Cellular signals for pain fine tune neurons' sensitivity to opiods

The researchers determined the mechanism by which cellular signals for pain fine-tunes neurons' sensitivity to opioids, medications that relieve pain. The finding could help researchers better understand pain and addiction.

Pain management drugs represent a large market. Opioids, drugs that bind to opioid receptors on the surface of neurons, are effective against pain, but their use often leads to tolerance and addiction. Researchers have developed and studied more than 10,000 compounds based on morphine, but have yet to create a drug that has similar analgesic effects without causing addiction.

"Understanding how receptor localization changes in response to pain and medication is a different way to address the challenge of developing an non-addictive analgesic drug," said Manojkumar Puthenveedu, assistant professor of biological sciences and a member of the joint Carnegie Mellon and University of Pittsburgh Center for the Neural Basis of Cognition and Carnegie Mellon's BrainHub neuroscience initiative. "If we can control what happens to the receptor after the drug activates it, we might be able to better control how the body responds to opioids."

At the neuronal level, when a person experiences pain, a peptide called substance P activates the neurokinin 1 receptor on the neuron's surface. When a person takes an opioid to relieve pain, the drug activates a different receptor called the mu-opioid receptor. Once the receptors are activated, they begin a cascade of signals that cause or alleviate pain, and then get internalized into the cell. The mu-opioid receptor has long been a target for pain management drugs, but scientists haven't been able to figure out how to target the receptor in a way that alleviates pain but doesn't cause drug tolerance or addiction.

Puthenveedu and his colleagues wondered if perhaps crosstalk between the pain and analgesia signaling pathways might hold clues to this problem.

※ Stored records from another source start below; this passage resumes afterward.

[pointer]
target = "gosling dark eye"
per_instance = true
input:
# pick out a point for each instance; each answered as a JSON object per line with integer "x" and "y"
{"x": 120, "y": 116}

Using a high-resolution fluorescence imaging technique Puthenveedu developed that allows researchers to visualize cell receptors in live cells and in real time, the researchers were able to show how pain signals change the rate at which mu-opioid receptors cycle from the cell membrane into the cell and back. When activated by DAMGO, an opioid that binds to the mu-opioid receptor and mimics endogenous opioids made in the body, only some of the receptors returned to the cell surface. This mechanism, in part, explains why patients quickly build tolerance to opioids; if the receptors aren't at the cell surface, the drugs can't bind to them and enter the cell.

The researchers in Puthenveedu's lab then used substance P to activate the pain-causing neurokinin 1 receptor in neurons that had been washed after DAMGO. By administering substance P, they accelerated the rate at which the mu-opioid receptors recycled back to the cell's surface, indicating that the mechanism could potentially play a role in combating tolerance to opioids.

They found similar results when they substituted fentanyl, a powerful opioid analgesic, for DAMGO. However, when they substituted morphine, pain did not increase receptor recycling. Puthenveedu says that this could help to explain to why endogenous opioids, fentanyl­­ and morphine cause different responses in our body. In fact, when tolerance to these opioids was measured in a mouse model, substance P significantly reduced the development of tolerance to fentanyl, but not morphine.